Journée mondiale de l’environnement 2026 « À Balda, les femmes montrent la voie : l’agroécologie comme rempart contre le changement climatique ».

Face à l’avancée des effets du changement climatique dans la zone sahélienne du Cameroun, les communautés rurales misent de plus en plus sur l’agroécologie pour préserver leurs moyens de subsistance. À l’occasion de la Journée mondiale de l’environnement 2026, célébrée sous le thème mondial « Maintenant pour le climat », le canton de Balda a accueilli un dialogue communautaire destiné à promouvoir des pratiques agricoles durables et résilientes.
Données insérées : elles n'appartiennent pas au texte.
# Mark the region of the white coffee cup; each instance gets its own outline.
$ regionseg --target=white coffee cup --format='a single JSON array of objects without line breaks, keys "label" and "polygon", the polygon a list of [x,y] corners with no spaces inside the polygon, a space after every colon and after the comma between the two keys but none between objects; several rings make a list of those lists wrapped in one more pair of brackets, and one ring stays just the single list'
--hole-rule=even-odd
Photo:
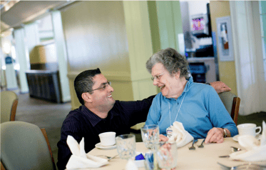
[{"label": "white coffee cup", "polygon": [[116,132],[109,131],[99,134],[101,145],[103,146],[113,146],[116,144]]},{"label": "white coffee cup", "polygon": [[[256,127],[255,124],[242,124],[237,125],[239,135],[251,135],[254,137],[262,131],[261,126]],[[259,131],[256,131],[259,129]]]}]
Dans cette localité de la commune de Bogo, où les populations font régulièrement face à la baisse de la fertilité des sols, aux épisodes de sécheresse et à l’irrégularité des pluies, l’urgence climatique n’est plus une notion abstraite. Elle se traduit quotidiennement dans les champs et dans les ménages. C’est dans ce contexte qu’Inades-Formation Cameroun a réuni autorités traditionnelles, producteurs, productrices et jeunes autour d’un espace de concertation consacré à l’agroécologie.

L’objectif de cette rencontre était clair : faire de l’agroécologie un levier d’adaptation aux changements climatiques et renforcer la résilience des terroirs ruraux face aux contraintes environnementales croissantes.
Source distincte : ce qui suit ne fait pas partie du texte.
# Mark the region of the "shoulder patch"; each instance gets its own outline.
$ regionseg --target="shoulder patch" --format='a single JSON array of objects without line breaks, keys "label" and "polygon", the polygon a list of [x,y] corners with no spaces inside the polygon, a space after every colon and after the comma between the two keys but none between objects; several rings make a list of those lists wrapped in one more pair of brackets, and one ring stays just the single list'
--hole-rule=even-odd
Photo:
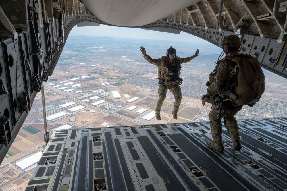
[{"label": "shoulder patch", "polygon": [[224,79],[228,77],[227,71],[223,66],[221,66],[218,68],[217,74],[218,78],[220,79]]},{"label": "shoulder patch", "polygon": [[224,67],[223,66],[221,66],[217,69],[217,72],[219,73],[224,70]]}]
Les femmes au cœur de la transition écologique

L’un des faits marquants de cette rencontre a été la forte participation des femmes. Sur les 25 personnes ayant pris part au dialogue communautaire, 16 étaient des femmes, confirmant leur rôle central dans la production agricole et la sécurité alimentaire des ménages.
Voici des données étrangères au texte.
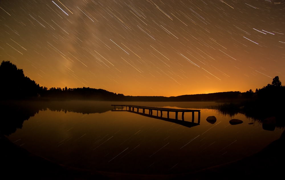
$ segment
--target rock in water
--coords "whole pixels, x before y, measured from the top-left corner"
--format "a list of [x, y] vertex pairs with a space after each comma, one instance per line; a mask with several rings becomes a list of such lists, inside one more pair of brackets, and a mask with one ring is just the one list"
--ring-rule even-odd
[[217, 121], [217, 118], [214, 116], [209, 116], [206, 119], [208, 123], [211, 124], [215, 124], [215, 123]]
[[229, 122], [230, 124], [232, 125], [235, 125], [237, 124], [241, 124], [243, 122], [243, 121], [241, 120], [237, 119], [233, 119], [231, 120], [230, 120]]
Leur présence massive a donné une tonalité particulière aux échanges. Souvent en première ligne face aux difficultés liées à l’accès à l’eau, à la dégradation des terres et à la baisse des rendements agricoles, elles apparaissent aujourd’hui comme des actrices incontournables de la transition agroécologique.

Deux jeunes ont également pris part aux discussions, témoignant de l’importance d’impliquer les nouvelles générations dans la préservation de l’environnement et la diffusion des pratiques agricoles durables.

Des solutions concrètes pour des territoires résilients

Loin d’être un simple cadre de sensibilisation, le dialogue a permis aux participants de partager leurs expériences et d’identifier des solutions adaptées aux réalités locales. Les discussions ont porté sur plusieurs pratiques agroécologiques reconnues pour leur efficacité dans la lutte contre les effets du changement climatique.

Parmi celles-ci figuraient la restauration de la fertilité des sols, l’utilisation de biopesticides naturels, la gestion durable des ressources en eau ainsi que la préservation des semences locales. Autant de pratiques susceptibles d’améliorer durablement la productivité agricole tout en protégeant les ressources naturelles.

« L’agroécologie n’est plus une option, c’est notre bouclier face au changement climatique. Voir une telle majorité de femmes s’approprier ces échanges à Balda est le signe que la transition verte est en marche à la base », a souligné un facilitateur de la rencontre.

Le label « Territoire Produire Sans Détruire »

Au terme de cette importante séance de sensibilisation communautaire, le canton de Balda a été officiellement désigné « Territoire Produire Sans Détruire », une reconnaissance qui traduit l’engagement de la communauté en faveur de modes de production respectueux de l’environnement.

Cette distinction constitue également un appel à poursuivre les efforts de mobilisation autour de pratiques agricoles durables, capables de concilier sécurité alimentaire, protection des ressources naturelles et adaptation au changement climatique.

À travers cette initiative, INADES-Formation Cameroun réaffirme sa conviction que les solutions les plus efficaces face aux défis environnementaux émergent des territoires eux-mêmes. À Balda, le message lancé à l’occasion de la Journée mondiale de l’environnement est sans équivoque : pour protéger le climat, il faut agir dès maintenant, dans les champs, au sein des communautés et au cœur des systèmes de production.